By: Kori Miller
If 2020 wasn’t hectic enough, it’s election year in the United States. Donald Trump, the 45th President of the United States, ran for his second term this year as the Republican candidate. He ran against former Vice President and Senator Joe Biden, who ran as the Democratic candidate. Biden’s name is not one that is unfamiliar in politics; he has served a total of 44 years in our government. Trump, on the other hand, served his first four years in politics as the leader of our country after a career in business and as a television personality. The two have faced off against one another in debates and interviews, but what it really comes down to is the votes.
As of November 17th, Joe Biden has taken the popular vote with 79,046,356 votes, Donald Trump following with 73,320,694. The electoral college currently sits at 290 votes for Biden as opposed to 232 for President Trump. As of today, Georgia has yet to submit its official ballot counts.

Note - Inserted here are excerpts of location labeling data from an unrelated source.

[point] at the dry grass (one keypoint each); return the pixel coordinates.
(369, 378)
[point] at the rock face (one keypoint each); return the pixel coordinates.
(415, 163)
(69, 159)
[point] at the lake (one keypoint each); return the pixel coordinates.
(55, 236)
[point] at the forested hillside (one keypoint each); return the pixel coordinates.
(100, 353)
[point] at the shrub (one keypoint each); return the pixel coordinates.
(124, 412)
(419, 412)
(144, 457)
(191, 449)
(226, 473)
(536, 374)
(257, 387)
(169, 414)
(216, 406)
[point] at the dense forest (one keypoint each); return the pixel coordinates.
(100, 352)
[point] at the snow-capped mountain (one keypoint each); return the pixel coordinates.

Suspicion of voter fraud due to the increased use of mail-in ballots has called for multiple recounts and lawsuits. While Georgia has currently issued a recount to ensure accuracy, Trump’s team has filed lawsuits against Michigan and Pennsylvania to stop certifying their election results until later this month to give more time for the campaign to handle its legal challenges prior to the federal deadline of December 8th. Because of this, we may not have confirmed or accurate results until much later into the month.
As it currently stands, Joe Biden is projected to be the US president-elect, and he and Kamala Harris are set to take office on January 20, 2021. Biden has expressed big plans for his term, including a stimulus proposal, a reversal of Trump’s immigration policies, lowering the Medicare eligibility age, a full-fledged COVID-19 team & plan, rejoining the Paris agreement, and many more.